In certain countries and especially those rich in resources, the extraction and trade of minerals, gas, oil or wood are financing armed groups who commit serious violations of human rights, rather than contributing to human development. To stop this circle of suffering, the U.S. Securities and Exchange Commission passed in 2012 the section 1502 of the Dodd Franck Act, requiring U.S. and certain foreign companies to report and make public their use of so-called “conflict minerals” from the Democratic Republic of the Congo (DRC) or adjoining countries in their products. Following this legislation, companies must certify that 4 minerals (Tungsten, Tin, Tantalum and Gold, the “3TGs”) extracted in DRC and neighboring countries did not contribute to fund armed groups.
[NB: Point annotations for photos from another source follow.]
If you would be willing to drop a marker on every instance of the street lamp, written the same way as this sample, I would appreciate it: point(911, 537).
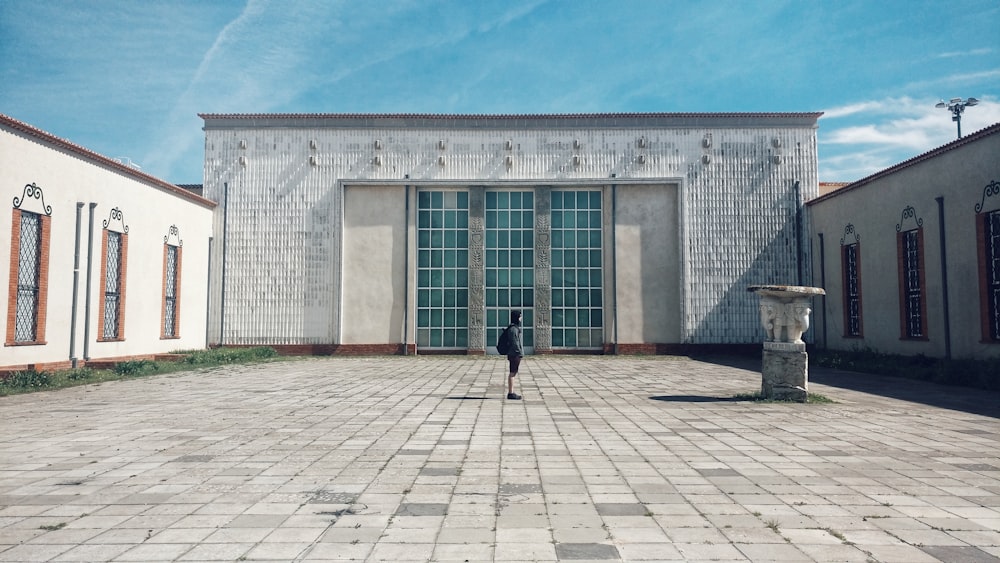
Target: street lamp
point(956, 106)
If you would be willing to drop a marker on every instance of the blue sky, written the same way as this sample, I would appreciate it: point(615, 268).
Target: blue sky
point(127, 78)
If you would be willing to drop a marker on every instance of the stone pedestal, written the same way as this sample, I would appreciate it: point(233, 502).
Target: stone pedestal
point(785, 372)
point(784, 313)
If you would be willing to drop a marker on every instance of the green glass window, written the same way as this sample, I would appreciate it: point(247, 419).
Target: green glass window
point(442, 269)
point(577, 312)
point(510, 262)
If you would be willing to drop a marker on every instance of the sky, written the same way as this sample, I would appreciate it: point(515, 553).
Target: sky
point(128, 78)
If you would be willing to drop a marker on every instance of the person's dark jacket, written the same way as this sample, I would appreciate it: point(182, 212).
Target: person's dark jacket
point(516, 347)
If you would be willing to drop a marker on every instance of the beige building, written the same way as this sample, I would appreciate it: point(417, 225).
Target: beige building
point(105, 262)
point(418, 233)
point(910, 256)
Through this certification system, American consumers have stronger guarantees that their purchases of electronic products containing 3TGs did not contribute to human rights violations.
Reacting to this problem, the European Commission proposed the “conflict minerals” regulation in March 2014. The proposal was disappointing in many ways: it consisted of a self-certification system that companies could voluntarily join, and it only applied to 19 smelters and refiners based in the EU (while not covering all products entering the EU market that contain the targeted minerals). On May 20, 2015, the European Parliament (EP) strengthened the proposal by requiring all European companies manufacturing or importing components and final products containing 3TGs to check their supply chains to make sure they do not fuel conflicts or participate in human rights violations.
While EU representatives negotiating the text celebrated a political deal reached on June 15, 2016, CIDSE and its member organizations points to the weaknesses of the agreement that will limit its tangible impacts for populations living near mining areas. Despite a strong call from 150 Catholic leaders from 38 countries around the world, despite actions taken by citizens, despite many advocacy meetings and public conferences, EU member states resisted calls for a fairly shared responsibility along the entire supply chain, and remained out of step with efforts to strengthen international standards through a coherent approach.
The current regulation takes a partial approach as only the importers of metals and raw minerals will have to check their supply chains. All other companies importing the minerals to use them within finished or semi finished products have no obligations at all. Without the important role that downstream companies have in driving change, we can only have serious concerns about the effectiveness of the regulation to meet its objective of breaking the links between minerals, trade and conflicts. The two-year review clause will thus be essential because it is likely we will see limited improvements by a small set of business actors, while communities experience continuing abuses by armed groups on a significant level due to the huge gaps left by allowing the majority of businesses to continue with a self-regulatory approach.